The Ministry of National Defense said Tuesday that it was seeking a 5 percent increase in its budget for next year, with most of the total 52.9 trillion won ($44.7 billion) linked to personnel training and facilities maintenance.
“We will make sure to invest in beefing up our capabilities to counter any security threat, both conventional and unconventional,” the ministry said. The budget is drawn as South Korea seeks to deter aggression from North Korea amid stalled nuclear talks, while coping to combat the coronavirus pandemic.
The ministry said it planned to spend $30.2 billion, or about 63 percent of the total, on training ($17.4 billion) and maintenance ($12.8 billion). That would mark the highest on-year growth in a decade, 7.1 percent.
Personnel training includes familiarizing service members with next-generation warfare tactics based on augmented and virtual reality settings, and carrying out operations in advanced combat uniforms.
Military bases in the meanwhile would adopt the latest technologies for operations, in line with the newer rules of engagement.
Service members will learn to utilize protective gear in case of a health crisis to promptly help with military as well as civilian efforts to curb an outbreak. Some of the members will be grouped into special units in charge of handling a biological and chemical outbreak.
Military hospitals in the meantime will be upgraded to timely respond to a health crisis with enhanced quarantine techniques advised by better-funded military medical institutions.
Artificial intelligence technologies will be used at posts bordering North Korea to enhance surveillance. The military was embarrassed twice recently, when a group of Chinese people snuck into the country via a sea route in May, and a defector returned to the North in July, all unnoticed.
Of the total, another $14.5 billion is earmarked for arms purchases and projects for better defense capabilities, up 2.4 percent from this year.
Some $5.4 billion is set aside for the KF-X project to develop the homegrown fighter by 2026, and another undertaking involving the production of new K-2 battle tanks.
Another $5.1 billion is assigned for improving firepower and reconnaissance to counter nuclear weapons and weapons of mass destruction, with an eye on aggression from a nuclear armed North Korea.

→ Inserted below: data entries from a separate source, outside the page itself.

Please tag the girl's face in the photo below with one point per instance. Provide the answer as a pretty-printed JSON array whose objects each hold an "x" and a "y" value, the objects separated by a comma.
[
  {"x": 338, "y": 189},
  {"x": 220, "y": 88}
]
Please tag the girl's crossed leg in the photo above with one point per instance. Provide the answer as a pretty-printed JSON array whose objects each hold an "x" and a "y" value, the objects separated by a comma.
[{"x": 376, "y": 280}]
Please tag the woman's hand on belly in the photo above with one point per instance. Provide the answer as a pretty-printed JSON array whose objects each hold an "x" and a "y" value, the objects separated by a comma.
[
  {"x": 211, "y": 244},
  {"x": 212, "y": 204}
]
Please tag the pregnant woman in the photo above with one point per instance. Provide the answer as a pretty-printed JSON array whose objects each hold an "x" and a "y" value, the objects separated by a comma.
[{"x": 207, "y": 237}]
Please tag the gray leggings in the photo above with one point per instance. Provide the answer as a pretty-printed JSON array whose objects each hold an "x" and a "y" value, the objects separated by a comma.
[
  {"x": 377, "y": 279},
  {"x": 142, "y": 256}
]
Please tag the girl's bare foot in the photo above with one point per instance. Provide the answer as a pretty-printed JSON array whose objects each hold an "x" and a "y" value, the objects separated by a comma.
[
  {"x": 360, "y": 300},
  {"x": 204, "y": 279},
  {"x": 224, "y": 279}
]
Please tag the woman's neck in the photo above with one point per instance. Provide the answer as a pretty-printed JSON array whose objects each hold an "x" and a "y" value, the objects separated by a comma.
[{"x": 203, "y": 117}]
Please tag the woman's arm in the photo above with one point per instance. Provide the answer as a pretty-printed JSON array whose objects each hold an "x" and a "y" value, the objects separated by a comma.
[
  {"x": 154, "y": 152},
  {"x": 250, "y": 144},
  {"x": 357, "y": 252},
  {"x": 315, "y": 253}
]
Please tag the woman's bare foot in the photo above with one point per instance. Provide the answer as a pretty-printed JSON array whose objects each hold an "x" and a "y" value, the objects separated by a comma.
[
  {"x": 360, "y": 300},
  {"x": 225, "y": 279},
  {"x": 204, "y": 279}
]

The ministry also fixed $1.8 billion to take over wartime operational control from the United States by 2022. Seoul hosts 28,500-strong American troops, whose commander has led the Combined Forces Command between the two allies since its founding in 1978.
The rest is earmarked to carry out efforts to nurture key military technologies, including those needed in cyber and space warfare, and to help local defense companies make more exports.
The budget is set to go through a parliamentary review Thursday for approval, which would make it the second time the budget surpassed the 50 trillion won mark for a second straight year.